Ponzi wrote:
fishbert wrote:
The previous MacBook Pro has exactly the same NVIDIA chip, yet supported a properly-functioning SATA II interface just fine.
We don't know if the chipset is exactly the same even if it has the same part number. Apple buys in large enough quantities to dictate changes to NVIDIA. For example, Dell used to sell a system with a Creative sound card having the exact same name as the retail version of the card, but the card used in the Dell system wasn't exactly the same. I believe Dell began inserting a footnote in its product descriptions to state that the retail version was different. Maybe this current crop of MBPs has a slight variation of the NVIDIA chipset that could be causing the SATA problem.
Different versions of a card and different versions of a chip are two very different animals. And a sound card name or model number is also very different than an integrated circuit part number.
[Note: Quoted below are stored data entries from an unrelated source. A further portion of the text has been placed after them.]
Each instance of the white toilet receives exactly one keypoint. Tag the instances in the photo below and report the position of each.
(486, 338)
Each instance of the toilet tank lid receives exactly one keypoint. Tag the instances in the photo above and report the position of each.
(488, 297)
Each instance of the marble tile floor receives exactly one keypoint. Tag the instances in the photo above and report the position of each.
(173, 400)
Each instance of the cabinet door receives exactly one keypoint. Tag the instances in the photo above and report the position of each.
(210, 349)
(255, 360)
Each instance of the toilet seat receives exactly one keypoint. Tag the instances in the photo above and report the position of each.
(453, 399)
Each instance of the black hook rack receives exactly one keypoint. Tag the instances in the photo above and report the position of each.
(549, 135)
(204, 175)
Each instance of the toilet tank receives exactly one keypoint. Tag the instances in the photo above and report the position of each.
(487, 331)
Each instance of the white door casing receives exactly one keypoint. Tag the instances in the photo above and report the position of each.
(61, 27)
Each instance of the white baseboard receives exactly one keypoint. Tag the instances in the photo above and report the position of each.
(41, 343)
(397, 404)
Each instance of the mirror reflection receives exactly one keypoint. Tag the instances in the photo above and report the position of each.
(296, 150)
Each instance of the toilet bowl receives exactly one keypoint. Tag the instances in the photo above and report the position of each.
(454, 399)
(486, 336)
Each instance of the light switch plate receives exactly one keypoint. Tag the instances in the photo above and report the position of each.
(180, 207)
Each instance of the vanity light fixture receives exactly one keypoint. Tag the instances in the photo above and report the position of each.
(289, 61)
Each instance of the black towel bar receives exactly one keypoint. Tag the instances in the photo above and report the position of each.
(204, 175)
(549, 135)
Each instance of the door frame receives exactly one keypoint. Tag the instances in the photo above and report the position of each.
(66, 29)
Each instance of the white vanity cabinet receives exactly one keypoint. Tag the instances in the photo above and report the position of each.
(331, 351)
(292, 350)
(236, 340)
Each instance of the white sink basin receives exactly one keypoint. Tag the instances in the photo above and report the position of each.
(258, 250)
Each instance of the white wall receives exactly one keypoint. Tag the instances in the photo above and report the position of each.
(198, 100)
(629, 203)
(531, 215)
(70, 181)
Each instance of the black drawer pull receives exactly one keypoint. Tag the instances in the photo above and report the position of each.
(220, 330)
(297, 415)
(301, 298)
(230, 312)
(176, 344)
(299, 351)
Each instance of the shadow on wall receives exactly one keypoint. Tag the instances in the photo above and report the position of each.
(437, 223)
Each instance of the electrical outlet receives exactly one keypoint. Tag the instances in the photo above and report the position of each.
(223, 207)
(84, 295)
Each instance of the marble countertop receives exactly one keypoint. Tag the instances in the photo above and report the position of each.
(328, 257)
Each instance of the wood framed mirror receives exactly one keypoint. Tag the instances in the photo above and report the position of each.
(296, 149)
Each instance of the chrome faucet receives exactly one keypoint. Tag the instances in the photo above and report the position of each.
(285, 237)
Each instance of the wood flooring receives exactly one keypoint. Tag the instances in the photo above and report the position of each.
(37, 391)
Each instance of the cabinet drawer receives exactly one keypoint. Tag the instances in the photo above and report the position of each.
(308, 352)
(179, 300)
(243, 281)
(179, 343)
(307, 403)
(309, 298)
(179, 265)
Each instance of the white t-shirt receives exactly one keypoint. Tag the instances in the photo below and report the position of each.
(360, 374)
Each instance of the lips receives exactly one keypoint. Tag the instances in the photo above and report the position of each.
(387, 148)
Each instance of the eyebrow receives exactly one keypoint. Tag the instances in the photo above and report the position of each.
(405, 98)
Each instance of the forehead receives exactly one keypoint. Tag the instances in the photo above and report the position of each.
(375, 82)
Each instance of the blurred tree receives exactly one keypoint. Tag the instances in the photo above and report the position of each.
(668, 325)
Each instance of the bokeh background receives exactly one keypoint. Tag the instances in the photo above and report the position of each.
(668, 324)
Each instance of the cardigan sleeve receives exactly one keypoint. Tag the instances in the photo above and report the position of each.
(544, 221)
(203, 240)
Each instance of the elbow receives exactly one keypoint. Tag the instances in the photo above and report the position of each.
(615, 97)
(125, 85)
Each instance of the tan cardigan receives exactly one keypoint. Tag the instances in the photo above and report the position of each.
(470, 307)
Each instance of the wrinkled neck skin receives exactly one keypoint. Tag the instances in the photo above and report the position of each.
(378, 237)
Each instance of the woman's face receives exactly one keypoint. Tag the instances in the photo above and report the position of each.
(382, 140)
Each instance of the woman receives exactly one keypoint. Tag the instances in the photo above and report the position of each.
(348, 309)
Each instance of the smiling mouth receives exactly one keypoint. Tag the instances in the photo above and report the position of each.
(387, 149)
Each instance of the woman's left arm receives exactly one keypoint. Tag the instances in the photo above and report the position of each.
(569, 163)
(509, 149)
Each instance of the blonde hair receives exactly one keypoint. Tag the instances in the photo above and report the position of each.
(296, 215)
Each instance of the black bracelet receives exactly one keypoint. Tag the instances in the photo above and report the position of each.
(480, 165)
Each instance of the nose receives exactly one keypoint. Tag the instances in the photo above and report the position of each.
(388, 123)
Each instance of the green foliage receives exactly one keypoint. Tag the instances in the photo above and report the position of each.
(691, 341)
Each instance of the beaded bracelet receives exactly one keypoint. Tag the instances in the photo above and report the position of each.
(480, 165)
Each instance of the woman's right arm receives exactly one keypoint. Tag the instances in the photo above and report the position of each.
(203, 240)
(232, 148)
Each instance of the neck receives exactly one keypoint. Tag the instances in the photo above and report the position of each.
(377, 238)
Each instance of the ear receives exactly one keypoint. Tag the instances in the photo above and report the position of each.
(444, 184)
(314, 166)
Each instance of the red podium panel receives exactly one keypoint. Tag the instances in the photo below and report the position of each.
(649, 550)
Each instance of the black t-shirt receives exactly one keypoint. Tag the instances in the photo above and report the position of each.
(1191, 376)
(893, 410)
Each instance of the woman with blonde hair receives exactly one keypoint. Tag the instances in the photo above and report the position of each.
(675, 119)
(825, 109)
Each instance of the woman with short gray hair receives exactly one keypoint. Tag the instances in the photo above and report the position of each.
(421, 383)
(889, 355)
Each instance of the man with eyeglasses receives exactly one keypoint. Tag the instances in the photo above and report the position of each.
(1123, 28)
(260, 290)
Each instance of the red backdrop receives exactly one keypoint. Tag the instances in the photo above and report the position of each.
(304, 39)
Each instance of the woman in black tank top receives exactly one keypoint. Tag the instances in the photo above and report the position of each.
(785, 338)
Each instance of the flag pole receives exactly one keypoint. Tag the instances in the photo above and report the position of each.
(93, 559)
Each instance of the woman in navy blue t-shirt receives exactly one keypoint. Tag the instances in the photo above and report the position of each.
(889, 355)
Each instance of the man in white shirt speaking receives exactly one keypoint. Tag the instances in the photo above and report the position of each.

The chips themselves have the exact same markings (down to the dash number) between the mid-June refresh and the previous generation. The only significant variation with the chip (discounting a fab change - unlikely, especially one that would coincide with another company's product change) would be by lot, and the problem we are seeing is too widespread and too spread out over time to be a lot issue.
The logic board may be different... the SATA cable may be different... etc., but the NVIDIA part used is exactly the same. The problem does not appear to be NVIDIA's "fault".